How does ScanCode detect licenses?

For license detection, ScanCode uses a (large) number of license texts and license detection ‘rules’ that are compiled in a search index. When scanning, the text of the target file is extracted and used to query the license search index and find license matches.

For copyright detection, ScanCode uses a grammar that defines the most common and less common forms of copyright statements.

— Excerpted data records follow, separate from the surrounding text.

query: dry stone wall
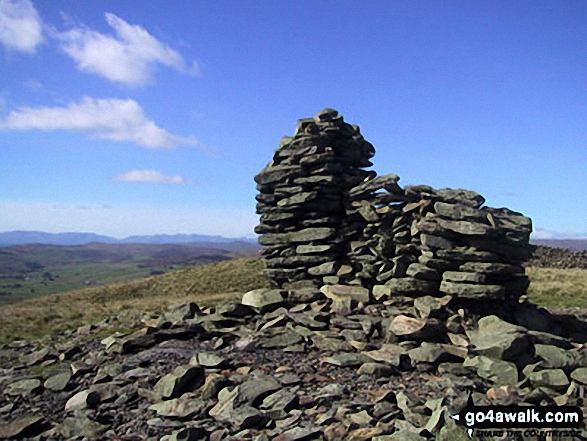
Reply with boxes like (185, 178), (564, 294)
(255, 109), (533, 303)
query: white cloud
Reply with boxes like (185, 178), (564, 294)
(0, 0), (43, 53)
(115, 170), (193, 185)
(0, 96), (199, 149)
(55, 12), (199, 85)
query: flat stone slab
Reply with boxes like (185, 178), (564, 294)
(320, 284), (370, 302)
(440, 281), (504, 298)
(242, 289), (285, 311)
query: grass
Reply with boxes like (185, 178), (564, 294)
(0, 259), (586, 347)
(0, 257), (268, 346)
(525, 267), (587, 310)
(0, 262), (154, 303)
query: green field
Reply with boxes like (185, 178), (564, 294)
(1, 262), (167, 303)
(0, 242), (258, 305)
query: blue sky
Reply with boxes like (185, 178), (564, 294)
(0, 0), (586, 239)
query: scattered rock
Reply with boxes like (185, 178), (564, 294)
(0, 415), (44, 439)
(44, 370), (72, 391)
(153, 365), (204, 400)
(64, 390), (101, 411)
(242, 289), (286, 312)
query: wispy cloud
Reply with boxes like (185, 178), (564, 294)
(0, 0), (43, 53)
(0, 96), (200, 149)
(115, 170), (193, 185)
(54, 12), (200, 85)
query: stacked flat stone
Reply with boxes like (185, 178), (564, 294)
(366, 185), (533, 302)
(343, 174), (405, 287)
(255, 109), (533, 303)
(254, 108), (375, 288)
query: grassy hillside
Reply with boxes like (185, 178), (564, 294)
(0, 259), (586, 346)
(0, 257), (268, 345)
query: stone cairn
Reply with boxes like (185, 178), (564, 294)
(255, 109), (533, 305)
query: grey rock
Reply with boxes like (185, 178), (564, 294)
(149, 393), (207, 418)
(242, 289), (285, 311)
(209, 386), (269, 430)
(260, 389), (299, 418)
(22, 347), (55, 366)
(463, 356), (519, 385)
(408, 342), (463, 365)
(6, 378), (42, 396)
(255, 164), (303, 185)
(434, 201), (486, 221)
(190, 352), (229, 369)
(442, 271), (489, 284)
(320, 284), (370, 302)
(166, 302), (201, 322)
(466, 315), (530, 361)
(64, 389), (101, 411)
(406, 263), (442, 281)
(259, 331), (304, 349)
(308, 261), (339, 276)
(528, 369), (570, 391)
(357, 362), (395, 377)
(296, 244), (333, 254)
(440, 281), (504, 298)
(387, 315), (445, 342)
(44, 370), (72, 391)
(534, 344), (577, 370)
(349, 174), (401, 198)
(435, 188), (485, 207)
(277, 191), (318, 207)
(239, 375), (282, 406)
(321, 353), (373, 367)
(0, 415), (44, 439)
(570, 367), (587, 385)
(55, 411), (107, 438)
(89, 382), (120, 402)
(312, 335), (354, 352)
(413, 295), (450, 319)
(420, 233), (455, 250)
(436, 417), (470, 441)
(363, 344), (409, 368)
(459, 261), (524, 275)
(385, 277), (437, 296)
(153, 365), (204, 400)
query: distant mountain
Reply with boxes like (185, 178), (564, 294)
(121, 234), (254, 244)
(530, 239), (587, 252)
(0, 231), (258, 247)
(0, 231), (118, 247)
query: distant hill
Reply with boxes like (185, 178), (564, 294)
(0, 231), (118, 246)
(0, 242), (261, 304)
(0, 230), (258, 248)
(531, 239), (587, 252)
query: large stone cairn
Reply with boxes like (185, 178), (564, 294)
(255, 108), (377, 288)
(255, 109), (533, 303)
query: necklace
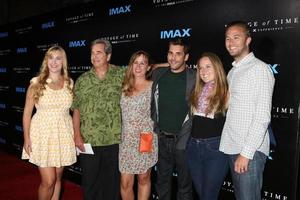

When scanning, the target file text is extracted and ‘parsed’ with this grammar to extract copyright statements.

ScanCode-Toolkit performs the scan on a codebase in the following steps :

  1. Collect an inventory of the code files and classify the code using file types,

  2. Extract files from any archive using a general purpose extractor

  3. Extract texts from binary files if needed

  4. Use an extensible rules engine to detect open source license text and notices

  5. Use a specialized parser to capture copyright statements

  6. Identify packaged code and collect metadata from packages

  7. Report the results in the formats of your choice (JSON, CSV, etc.) for integration with other tools

Scan results are provided in various formats:

  • a JSON file simple or pretty-printed,

  • SPDX tag value or XML, RDF formats,

  • CSV,

  • a simple unformatted HTML file that can be opened in browser or as a spreadsheet.

For each scanned file, the result contains:

  • its location in the codebase,

  • the detected licenses and copyright statements,

  • the start and end line numbers identifying where the license or copyright was found in the scanned file, and

  • reference information for the detected license.

For archive extraction, ScanCode uses a combination of Python modules, 7zip and libarchive/bsdtar to detect archive types and extract these recursively.

Several other utility modules are used such as libmagic for file and mime type detection.